More than one in four New Yorkers plan to leave New York within the next five years, a Siena College poll released this week found. 

The poll, which took a broad view of how New Yorkers feel about the state, what they do to relax and what they like or dislike about the state, found 70% of respondents are happy living here, while 30% wished they live someplace else. 

At the same time, 71% of those polled plan to continue living in New York five years from now; 27% plan to leave. 

“Large majorities of New Yorkers say the quality of life in the Empire State is excellent or good, and that they are happy that they live here,” said Siena College Research Instittue Director Don Levy. “But about 30% say they wish they lived elsewhere and 31% plan to leave New York when they retire."

The survey comes as New York has struggled with retaining its population with nation-leading outmigration over the last several years.
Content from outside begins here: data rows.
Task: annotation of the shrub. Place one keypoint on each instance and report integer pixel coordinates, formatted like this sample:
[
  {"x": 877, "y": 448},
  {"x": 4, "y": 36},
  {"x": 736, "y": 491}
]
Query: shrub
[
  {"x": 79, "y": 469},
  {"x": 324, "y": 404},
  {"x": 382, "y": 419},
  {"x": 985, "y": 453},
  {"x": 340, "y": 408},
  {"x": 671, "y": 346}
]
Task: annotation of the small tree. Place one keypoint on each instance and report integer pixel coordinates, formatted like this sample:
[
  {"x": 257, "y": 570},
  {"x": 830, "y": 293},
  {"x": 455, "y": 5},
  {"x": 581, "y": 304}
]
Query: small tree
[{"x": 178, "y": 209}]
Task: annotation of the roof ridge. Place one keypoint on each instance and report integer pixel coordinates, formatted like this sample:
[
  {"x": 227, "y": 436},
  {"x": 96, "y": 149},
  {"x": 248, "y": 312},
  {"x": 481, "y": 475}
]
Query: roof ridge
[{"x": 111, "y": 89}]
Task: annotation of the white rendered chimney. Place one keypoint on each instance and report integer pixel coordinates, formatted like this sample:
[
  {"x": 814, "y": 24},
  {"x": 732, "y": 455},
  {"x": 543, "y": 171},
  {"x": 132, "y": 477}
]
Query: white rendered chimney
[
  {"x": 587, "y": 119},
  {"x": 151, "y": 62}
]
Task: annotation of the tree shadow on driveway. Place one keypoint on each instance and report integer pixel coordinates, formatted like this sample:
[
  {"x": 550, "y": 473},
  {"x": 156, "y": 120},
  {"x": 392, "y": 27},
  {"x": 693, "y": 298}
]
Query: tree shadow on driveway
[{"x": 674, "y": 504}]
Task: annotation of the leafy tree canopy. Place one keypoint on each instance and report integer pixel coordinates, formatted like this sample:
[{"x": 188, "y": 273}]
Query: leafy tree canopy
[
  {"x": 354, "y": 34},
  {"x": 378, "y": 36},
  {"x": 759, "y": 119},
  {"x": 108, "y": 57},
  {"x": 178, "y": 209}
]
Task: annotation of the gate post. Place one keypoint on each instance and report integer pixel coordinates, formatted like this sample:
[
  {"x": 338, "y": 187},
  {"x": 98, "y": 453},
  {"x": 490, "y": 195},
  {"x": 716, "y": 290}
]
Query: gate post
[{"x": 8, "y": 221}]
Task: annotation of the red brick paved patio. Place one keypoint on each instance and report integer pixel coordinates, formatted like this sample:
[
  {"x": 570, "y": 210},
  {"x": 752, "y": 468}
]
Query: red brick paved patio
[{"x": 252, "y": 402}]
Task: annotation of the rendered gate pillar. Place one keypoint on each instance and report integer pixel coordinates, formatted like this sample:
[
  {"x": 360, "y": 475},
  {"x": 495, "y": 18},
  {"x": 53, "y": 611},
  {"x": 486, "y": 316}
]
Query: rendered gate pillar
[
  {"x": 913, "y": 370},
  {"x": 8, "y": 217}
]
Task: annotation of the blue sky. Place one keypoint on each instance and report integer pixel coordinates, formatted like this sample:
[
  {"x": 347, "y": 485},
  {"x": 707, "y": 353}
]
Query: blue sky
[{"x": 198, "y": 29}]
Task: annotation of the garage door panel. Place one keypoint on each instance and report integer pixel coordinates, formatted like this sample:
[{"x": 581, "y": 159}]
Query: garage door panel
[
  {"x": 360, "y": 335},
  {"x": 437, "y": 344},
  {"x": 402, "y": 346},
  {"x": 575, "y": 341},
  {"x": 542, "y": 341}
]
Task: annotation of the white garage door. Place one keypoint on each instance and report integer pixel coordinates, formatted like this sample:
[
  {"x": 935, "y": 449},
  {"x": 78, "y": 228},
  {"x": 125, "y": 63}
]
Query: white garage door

Gov. Kathy Hochul has called the state's population loss a problem, and has pledged to expand housing as a way to alleviate cost-of-living issues facing New Yorkers. 

Still, majorities of people polled pointed to things they like about the state:

  • 73% cited access to quality education.
  • 79% enjoy the availability of leisure activities.
  • 72% pointed to access to quality health care.
  • 70% believe the state is a place where people can become successful. 

But majorities of New Yorkers poll also agreed there are a range of problems facing the Empire State. 

  • 67% rate the state fair or poor on affordability 
  • 60% call it a fair or poor place to retire 
  • 57% say it is a place where the political system does not necessarily work for people like them. 
  • And New Yorkers are split over whether they feel safe from crime: 51% rate that issue good or excellent, 49% call it fair or poor. 

“Is New York perfect?  New Yorkers appreciate many aspects of life here – education, healthcare, the people and yes, even the weather – but affordability, crime and politics weigh on many," Levy said.

The poll of 406 adults was conducted from March 6 to March 9. It has a margin of error of 3.9 percentage points.